In fact, would not have been illegal if Alex Jones and Breitbart had literally been paid in gold bars by Putin himself to support Trump on the internet.

It is not illegal for Russia to run bots on the internet which push a political agenda.

This is fine.

None of what they are talking about is in any way close to being illegal, or even weird – even if the very worst of it is true.

Look at what George Soros does in every country, operating NGOs which seek to undermine and even overthrow elected governments. That is – at least the former thing is – legal.

American intelligence agencies did the Arab Spring protests using Twitter to influence the actions of mobs of Arab rioters. There is no evidence that this was illegal. They certainly haven’t been charged with anything, even though they’ve admitted to having done it.

This narrative they are pushing here – saying “maybe it was illegal for right wing news sites to publish articles supporting Donald Trump” shows how absolutely insane this anti-Russia, anti-Trump conspiracy theory has gotten.

A former George W. Bush ethics advisor accused Jones and Breitbart of “treason” on Twitter in response to the above report (same guy who wrote an NYT op-ed calling for Jeff Sessions to resign over talking to the Russian ambassador).

What does that even mean?

It’s treason to… post news stories supporting Donald Trump that are then picked up and spread by alleged Russian bots?

And… even if you were paid by Russia to work with their bot program – wouldn’t that just be doing business?
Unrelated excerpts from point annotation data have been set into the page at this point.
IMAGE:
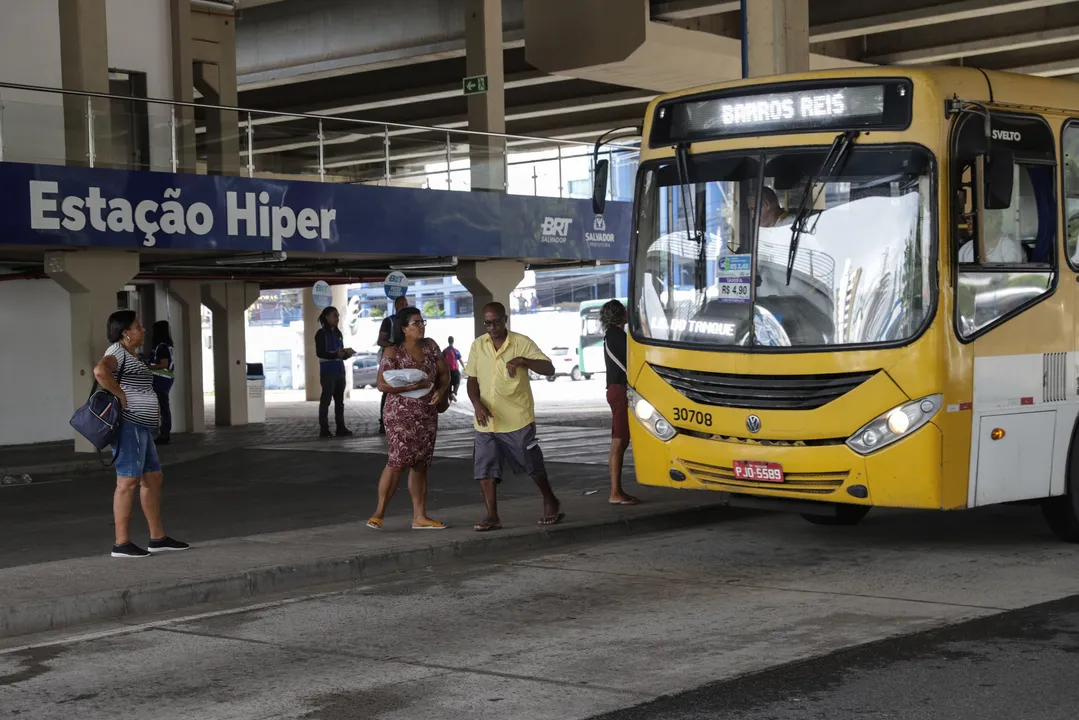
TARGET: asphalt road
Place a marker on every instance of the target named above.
(1021, 664)
(716, 622)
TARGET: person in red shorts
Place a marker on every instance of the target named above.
(613, 316)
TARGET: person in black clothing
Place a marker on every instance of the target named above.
(613, 317)
(329, 348)
(384, 341)
(162, 365)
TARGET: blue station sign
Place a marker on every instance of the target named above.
(96, 207)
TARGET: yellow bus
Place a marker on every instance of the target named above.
(856, 288)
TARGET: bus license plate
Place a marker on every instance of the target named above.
(759, 472)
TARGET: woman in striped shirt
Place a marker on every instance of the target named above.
(130, 379)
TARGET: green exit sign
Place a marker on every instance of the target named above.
(476, 85)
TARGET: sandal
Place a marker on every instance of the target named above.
(429, 525)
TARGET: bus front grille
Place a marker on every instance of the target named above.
(819, 484)
(761, 392)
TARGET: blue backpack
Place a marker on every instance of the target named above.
(98, 420)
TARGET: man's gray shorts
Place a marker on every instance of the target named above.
(520, 448)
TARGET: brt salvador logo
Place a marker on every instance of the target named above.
(556, 229)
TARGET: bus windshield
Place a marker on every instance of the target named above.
(710, 265)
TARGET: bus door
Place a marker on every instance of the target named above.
(1009, 306)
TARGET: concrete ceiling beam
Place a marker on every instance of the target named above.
(975, 48)
(687, 10)
(950, 12)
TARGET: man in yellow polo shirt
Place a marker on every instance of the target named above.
(501, 393)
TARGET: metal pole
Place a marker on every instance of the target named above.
(174, 159)
(560, 194)
(385, 143)
(322, 152)
(449, 176)
(745, 19)
(91, 141)
(250, 147)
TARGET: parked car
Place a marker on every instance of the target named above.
(365, 370)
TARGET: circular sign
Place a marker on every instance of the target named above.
(321, 294)
(396, 284)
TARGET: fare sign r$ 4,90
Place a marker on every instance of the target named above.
(396, 284)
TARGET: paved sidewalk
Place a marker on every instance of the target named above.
(63, 594)
(276, 517)
(291, 421)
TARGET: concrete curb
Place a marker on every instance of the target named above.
(64, 612)
(91, 465)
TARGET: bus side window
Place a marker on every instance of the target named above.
(1070, 152)
(1020, 242)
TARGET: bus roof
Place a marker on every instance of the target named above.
(589, 304)
(965, 83)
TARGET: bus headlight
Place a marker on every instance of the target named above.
(650, 417)
(895, 424)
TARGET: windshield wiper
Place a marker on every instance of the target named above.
(682, 165)
(833, 164)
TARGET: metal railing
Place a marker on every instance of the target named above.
(49, 125)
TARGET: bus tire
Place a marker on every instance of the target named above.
(845, 516)
(1062, 512)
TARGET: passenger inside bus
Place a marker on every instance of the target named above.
(1020, 234)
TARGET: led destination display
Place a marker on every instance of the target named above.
(804, 109)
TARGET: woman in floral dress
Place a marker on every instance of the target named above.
(411, 422)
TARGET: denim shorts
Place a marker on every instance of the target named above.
(137, 453)
(519, 448)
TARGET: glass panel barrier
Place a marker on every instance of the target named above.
(52, 127)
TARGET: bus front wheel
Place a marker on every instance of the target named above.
(845, 515)
(1062, 512)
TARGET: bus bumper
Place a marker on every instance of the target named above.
(905, 474)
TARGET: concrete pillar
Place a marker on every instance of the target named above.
(92, 279)
(183, 82)
(487, 111)
(778, 37)
(188, 294)
(340, 295)
(215, 76)
(490, 281)
(229, 302)
(84, 66)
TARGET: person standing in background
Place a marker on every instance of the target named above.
(329, 348)
(385, 330)
(453, 363)
(163, 365)
(613, 317)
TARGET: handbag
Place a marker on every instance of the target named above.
(98, 419)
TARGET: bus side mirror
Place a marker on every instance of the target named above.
(599, 187)
(999, 178)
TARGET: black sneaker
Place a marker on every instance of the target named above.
(166, 544)
(128, 549)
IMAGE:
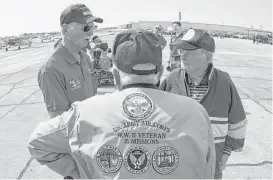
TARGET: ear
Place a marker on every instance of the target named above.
(65, 29)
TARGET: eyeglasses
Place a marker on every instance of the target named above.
(194, 53)
(87, 28)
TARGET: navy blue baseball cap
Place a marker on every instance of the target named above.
(195, 39)
(79, 13)
(134, 47)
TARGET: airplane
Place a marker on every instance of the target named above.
(16, 42)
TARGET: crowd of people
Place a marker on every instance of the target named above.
(185, 127)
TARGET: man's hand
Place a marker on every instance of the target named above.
(223, 161)
(105, 63)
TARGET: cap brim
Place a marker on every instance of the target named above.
(185, 45)
(95, 19)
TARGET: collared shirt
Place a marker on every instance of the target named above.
(64, 80)
(198, 91)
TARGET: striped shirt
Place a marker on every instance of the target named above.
(197, 92)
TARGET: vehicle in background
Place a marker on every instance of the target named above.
(18, 43)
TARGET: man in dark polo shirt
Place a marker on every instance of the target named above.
(67, 76)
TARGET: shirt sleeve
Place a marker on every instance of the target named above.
(237, 123)
(211, 155)
(52, 85)
(164, 42)
(49, 144)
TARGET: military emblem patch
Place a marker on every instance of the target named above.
(137, 106)
(109, 159)
(137, 160)
(74, 84)
(165, 160)
(189, 35)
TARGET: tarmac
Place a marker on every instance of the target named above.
(22, 107)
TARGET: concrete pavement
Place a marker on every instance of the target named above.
(22, 107)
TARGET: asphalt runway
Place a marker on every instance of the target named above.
(22, 107)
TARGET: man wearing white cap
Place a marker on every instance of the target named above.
(212, 88)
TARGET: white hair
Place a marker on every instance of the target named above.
(209, 55)
(127, 79)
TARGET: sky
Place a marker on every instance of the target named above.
(33, 16)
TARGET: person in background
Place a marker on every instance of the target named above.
(158, 31)
(212, 88)
(175, 59)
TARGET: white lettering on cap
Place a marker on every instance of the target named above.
(189, 35)
(87, 13)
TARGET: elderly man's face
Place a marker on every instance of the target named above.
(80, 34)
(194, 61)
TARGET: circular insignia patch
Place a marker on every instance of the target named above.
(137, 106)
(109, 159)
(165, 160)
(189, 35)
(137, 160)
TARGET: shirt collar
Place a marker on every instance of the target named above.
(140, 85)
(205, 80)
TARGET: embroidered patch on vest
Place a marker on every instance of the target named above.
(137, 106)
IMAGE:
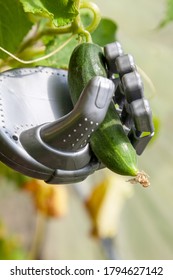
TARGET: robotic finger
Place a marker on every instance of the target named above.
(134, 108)
(42, 135)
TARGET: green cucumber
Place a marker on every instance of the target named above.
(109, 142)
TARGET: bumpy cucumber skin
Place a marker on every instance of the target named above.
(109, 142)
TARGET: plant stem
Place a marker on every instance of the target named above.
(96, 12)
(40, 58)
(45, 32)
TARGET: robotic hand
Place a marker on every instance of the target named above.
(44, 137)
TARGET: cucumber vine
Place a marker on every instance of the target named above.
(76, 27)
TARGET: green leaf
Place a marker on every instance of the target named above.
(105, 32)
(60, 12)
(169, 14)
(61, 59)
(14, 25)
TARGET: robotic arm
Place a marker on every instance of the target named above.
(44, 137)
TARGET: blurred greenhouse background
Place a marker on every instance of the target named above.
(132, 222)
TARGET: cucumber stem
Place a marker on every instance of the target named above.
(96, 13)
(141, 178)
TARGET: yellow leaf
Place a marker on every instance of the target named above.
(51, 200)
(105, 204)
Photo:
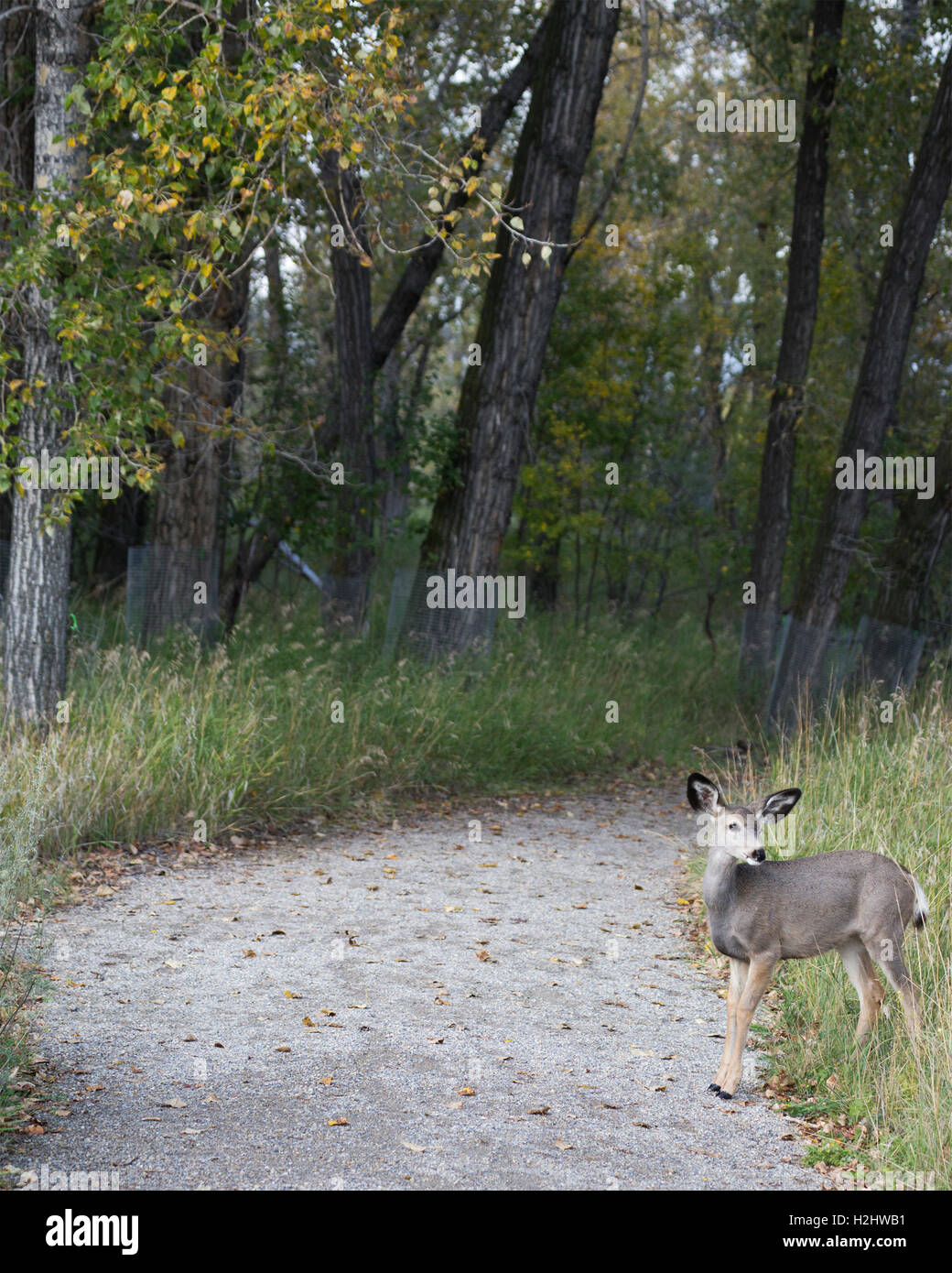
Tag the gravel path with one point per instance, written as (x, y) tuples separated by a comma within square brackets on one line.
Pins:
[(405, 1008)]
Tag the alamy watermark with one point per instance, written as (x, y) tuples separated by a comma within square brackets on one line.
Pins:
[(478, 593), (887, 473), (70, 473), (752, 114)]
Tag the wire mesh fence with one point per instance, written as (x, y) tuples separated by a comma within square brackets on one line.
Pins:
[(172, 588), (433, 632), (814, 665)]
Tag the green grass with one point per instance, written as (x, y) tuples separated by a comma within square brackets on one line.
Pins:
[(243, 734)]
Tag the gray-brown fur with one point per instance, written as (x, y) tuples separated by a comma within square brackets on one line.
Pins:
[(760, 911)]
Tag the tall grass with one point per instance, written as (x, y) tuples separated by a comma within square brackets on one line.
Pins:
[(20, 934), (244, 734)]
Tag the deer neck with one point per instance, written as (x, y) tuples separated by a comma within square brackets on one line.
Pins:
[(720, 880)]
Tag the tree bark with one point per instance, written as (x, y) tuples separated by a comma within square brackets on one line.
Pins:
[(910, 557), (426, 260), (799, 319), (352, 554), (873, 400), (185, 529), (38, 590), (473, 506)]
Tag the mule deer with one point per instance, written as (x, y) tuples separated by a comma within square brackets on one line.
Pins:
[(853, 901)]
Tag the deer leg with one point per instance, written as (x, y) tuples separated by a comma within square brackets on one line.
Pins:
[(889, 955), (757, 978), (861, 974), (734, 988)]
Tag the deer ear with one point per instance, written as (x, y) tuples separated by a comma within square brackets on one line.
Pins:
[(780, 803), (703, 795)]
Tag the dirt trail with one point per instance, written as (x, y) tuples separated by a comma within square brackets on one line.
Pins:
[(405, 1008)]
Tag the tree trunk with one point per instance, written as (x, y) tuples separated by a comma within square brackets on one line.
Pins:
[(908, 567), (426, 260), (38, 591), (352, 552), (773, 523), (473, 505), (873, 400), (123, 523), (185, 531)]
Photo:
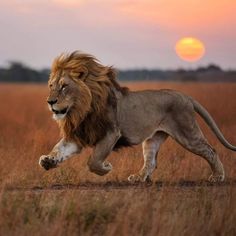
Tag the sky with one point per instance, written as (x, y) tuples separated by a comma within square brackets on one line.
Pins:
[(126, 34)]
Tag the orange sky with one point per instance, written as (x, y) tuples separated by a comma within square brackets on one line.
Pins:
[(127, 34)]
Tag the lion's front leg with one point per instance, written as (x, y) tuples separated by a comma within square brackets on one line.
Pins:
[(96, 162), (62, 151)]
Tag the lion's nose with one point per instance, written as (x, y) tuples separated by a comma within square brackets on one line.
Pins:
[(51, 102)]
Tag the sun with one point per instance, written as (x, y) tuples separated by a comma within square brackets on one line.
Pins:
[(190, 49)]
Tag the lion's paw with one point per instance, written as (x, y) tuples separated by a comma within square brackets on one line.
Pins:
[(47, 162), (100, 169), (216, 178)]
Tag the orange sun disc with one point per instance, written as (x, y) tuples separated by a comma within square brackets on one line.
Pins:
[(190, 49)]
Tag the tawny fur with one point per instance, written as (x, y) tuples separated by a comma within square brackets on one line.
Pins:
[(98, 112)]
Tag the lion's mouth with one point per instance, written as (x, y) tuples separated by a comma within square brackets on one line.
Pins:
[(60, 112)]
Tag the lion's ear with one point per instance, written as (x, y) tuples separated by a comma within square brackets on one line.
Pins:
[(83, 73)]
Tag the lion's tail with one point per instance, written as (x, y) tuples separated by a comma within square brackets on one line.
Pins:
[(211, 123)]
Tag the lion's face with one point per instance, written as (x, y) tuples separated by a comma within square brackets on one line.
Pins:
[(62, 96)]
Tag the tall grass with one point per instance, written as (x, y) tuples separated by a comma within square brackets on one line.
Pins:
[(29, 205)]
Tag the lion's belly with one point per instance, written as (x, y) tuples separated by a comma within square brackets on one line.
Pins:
[(139, 118)]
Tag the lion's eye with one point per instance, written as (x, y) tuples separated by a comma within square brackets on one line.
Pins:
[(63, 87)]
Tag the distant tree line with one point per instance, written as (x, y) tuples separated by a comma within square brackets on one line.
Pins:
[(18, 72)]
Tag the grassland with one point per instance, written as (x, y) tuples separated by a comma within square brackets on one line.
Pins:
[(70, 200)]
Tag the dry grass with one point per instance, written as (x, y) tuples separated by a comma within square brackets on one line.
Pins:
[(30, 205)]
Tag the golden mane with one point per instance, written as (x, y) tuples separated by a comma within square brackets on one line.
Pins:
[(87, 122)]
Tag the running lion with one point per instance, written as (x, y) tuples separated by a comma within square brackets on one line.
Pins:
[(92, 109)]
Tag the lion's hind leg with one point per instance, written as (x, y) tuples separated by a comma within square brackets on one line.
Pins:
[(150, 147), (192, 138)]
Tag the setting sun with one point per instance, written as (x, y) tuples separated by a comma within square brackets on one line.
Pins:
[(190, 49)]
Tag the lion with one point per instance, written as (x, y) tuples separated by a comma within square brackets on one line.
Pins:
[(93, 110)]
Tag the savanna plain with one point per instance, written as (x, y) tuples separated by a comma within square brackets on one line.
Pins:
[(69, 200)]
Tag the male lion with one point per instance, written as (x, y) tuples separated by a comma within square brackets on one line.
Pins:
[(92, 109)]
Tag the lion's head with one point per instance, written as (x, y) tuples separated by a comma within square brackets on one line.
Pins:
[(80, 90)]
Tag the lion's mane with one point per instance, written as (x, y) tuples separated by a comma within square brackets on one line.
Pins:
[(87, 122)]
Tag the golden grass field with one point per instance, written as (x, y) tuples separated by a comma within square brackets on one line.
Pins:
[(69, 200)]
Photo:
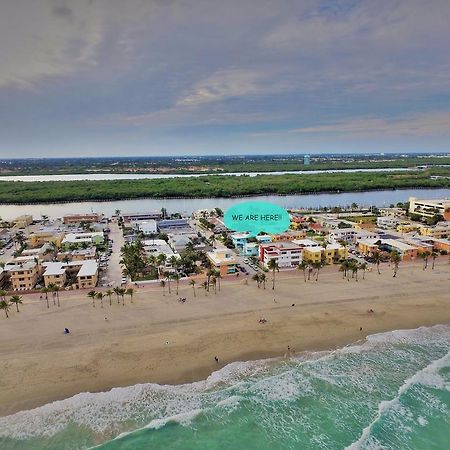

It is not illegal to be hired by a foreign government to do something.

And I mean – just to state the obvious here – the ADL is absolutely an Israeli front corporation, spreading fake news – such as that Donald Trump-supporting Neo-Nazis were doing bomb threats which turned out to be the work of an Israeli Jew – for the express purpose of interfering with American politics.

Jews are the original purveyors of fake news, and have had the market on lock for decades.

And that isn’t even illegal. I think they’ve clearly violated their 501(c)(3) status, by engaging in partisan politics blatantly, but I don’t think that they’ve violated any foreign agents acts. It wasn’t even illegal for them to spread fake news saying that the bomb hoaxes were done by Trump supporters. That is freedom of speech. It is not against the law to lie.

Obviously, I do think they are doing things which are illegal. I think that it is almost certain that they were aware of the fact that a Jew was behind the bomb hoax calls, and it is quite possible they were working with him directly. I also think that their harassment of people engaging in protected speech amounts to a type of conspiracy to violate First Amendment rights in a way that is almost certainly felonious.

But Jews calling someone a criminal for spreading news items on behalf of a foreign government – that is totally insane.

Breitbart isn’t even fake news, and Infowars is only maybe 5-10% fake news. But again, even talking about if they are fake news or not plays into this stupid narrative that lying is illegal.